Berandal Pertigaan Warchild

108K 5.9K 423
                                    

Di suatu malam yang panas hanya terlihat beberapa kendaraan yang melintas di jalan raya Jagakarsa. Mungkin saat itu sudah di atas pukul 10 malam. Gua berjalan dengan sahabat gua yang bernama David Muray ke tempat biasa kami nongkrong.

Entah kenapa di jaman itu, tahun 2004, kalau kami mau nongkrong itu gak pake janjian. Setiap hari di jam dan tempat yang sama kami berkumpul dengan sendirinya. Semua terjadi begitu saja secara otomatis tanpa adanya koordinasi atau undangan dari pihak tertentu. Walau di tahun itu alat komunikasi yang bernama Handphone sudah banyak yang menggunakan di kalangan masayarakat, tapi kami sebagai anak-anak berandal kampung Warchild belum ada satu pun yang memiliki benda sakti itu.

Ya, kalau mau main sama teman paling-paling nyamper ke rumahnya, sambil teriak-teriak di luar pager halaman, "Toyib...Toyib.. Main yuuuk!" tentunya dengan nada yang berintonasi panjang dan kekanak-kanakan.

Tidak lama kemudian kami berdua sampai di pertigaan kampung Warchild. Kami menyebut tempat tongkrongan kami dengan julukan P3C atau Pertigaan Ceria. Tempat di mana gua belajar untuk ngerokok, minum-minuman beralkohol, dan ngerusuh ala preman kampung. Pokoknya suram deh tempat itu!

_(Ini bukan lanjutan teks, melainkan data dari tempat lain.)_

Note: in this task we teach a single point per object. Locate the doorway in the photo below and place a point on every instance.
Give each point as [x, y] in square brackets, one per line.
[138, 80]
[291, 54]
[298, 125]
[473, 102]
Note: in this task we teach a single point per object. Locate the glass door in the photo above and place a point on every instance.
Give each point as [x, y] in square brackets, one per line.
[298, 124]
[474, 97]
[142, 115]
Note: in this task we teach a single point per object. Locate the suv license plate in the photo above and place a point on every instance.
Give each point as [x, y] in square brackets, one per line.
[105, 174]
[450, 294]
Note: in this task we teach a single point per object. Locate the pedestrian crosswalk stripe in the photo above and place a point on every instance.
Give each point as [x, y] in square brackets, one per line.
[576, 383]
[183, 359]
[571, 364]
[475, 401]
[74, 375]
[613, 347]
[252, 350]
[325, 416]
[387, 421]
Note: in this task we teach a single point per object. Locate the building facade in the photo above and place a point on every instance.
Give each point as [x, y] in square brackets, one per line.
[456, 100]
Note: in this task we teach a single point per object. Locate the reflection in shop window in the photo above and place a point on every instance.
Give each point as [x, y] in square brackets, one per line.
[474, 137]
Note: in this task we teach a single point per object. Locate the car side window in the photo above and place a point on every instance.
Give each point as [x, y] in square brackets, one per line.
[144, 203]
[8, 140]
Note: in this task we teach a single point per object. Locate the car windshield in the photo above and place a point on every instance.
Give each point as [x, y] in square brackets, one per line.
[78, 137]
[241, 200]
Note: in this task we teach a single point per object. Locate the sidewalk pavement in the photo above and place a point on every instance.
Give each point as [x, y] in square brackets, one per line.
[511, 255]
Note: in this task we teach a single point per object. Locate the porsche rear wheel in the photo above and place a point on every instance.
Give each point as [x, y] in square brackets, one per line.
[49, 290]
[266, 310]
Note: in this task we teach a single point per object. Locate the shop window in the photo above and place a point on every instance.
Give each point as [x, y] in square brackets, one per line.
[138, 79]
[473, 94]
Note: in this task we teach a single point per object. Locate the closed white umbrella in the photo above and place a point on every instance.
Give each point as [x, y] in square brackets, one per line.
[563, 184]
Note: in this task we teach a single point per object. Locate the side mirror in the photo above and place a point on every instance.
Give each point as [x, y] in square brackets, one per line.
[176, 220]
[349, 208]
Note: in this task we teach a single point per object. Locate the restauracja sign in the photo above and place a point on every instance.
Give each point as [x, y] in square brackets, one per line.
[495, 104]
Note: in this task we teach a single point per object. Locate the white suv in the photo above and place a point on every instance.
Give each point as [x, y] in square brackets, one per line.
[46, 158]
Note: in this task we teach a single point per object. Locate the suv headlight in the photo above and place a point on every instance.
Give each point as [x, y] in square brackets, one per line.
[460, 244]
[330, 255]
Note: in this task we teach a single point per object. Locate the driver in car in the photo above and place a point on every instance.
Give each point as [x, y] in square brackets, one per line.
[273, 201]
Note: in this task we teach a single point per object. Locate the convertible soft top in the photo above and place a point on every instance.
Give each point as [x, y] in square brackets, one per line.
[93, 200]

Sekilas gambaran tentang P3C. Tempat itu adalah Jalan Raya Mohammad Kaffi II. Jalan raya kecil yang menghubungkan antara Jakarta ke Depok tanah baru. Kami nongkrong tepat di pertigaan yang mengarah ke Cinere, dulunya di situ ada satu kios rokok kepunyaan kawan kami yang bernama Beni the molor. Sebelum pada akhirnya bertransformasi menjadi Alfamidi pada tahun 2014. Kios kecil itu kami sebut dengan kios serba guna, karena di sana bisa menyediakan kopi, mie rebus kalau perlu, dan bahkan tempat tidur di kala kami sudah mabuk berat. Makanya dari anak-anak di kampung Warchild kebanyakan suka nongkrong di situ. Karena selain murah, bisa di utangin! hehehe...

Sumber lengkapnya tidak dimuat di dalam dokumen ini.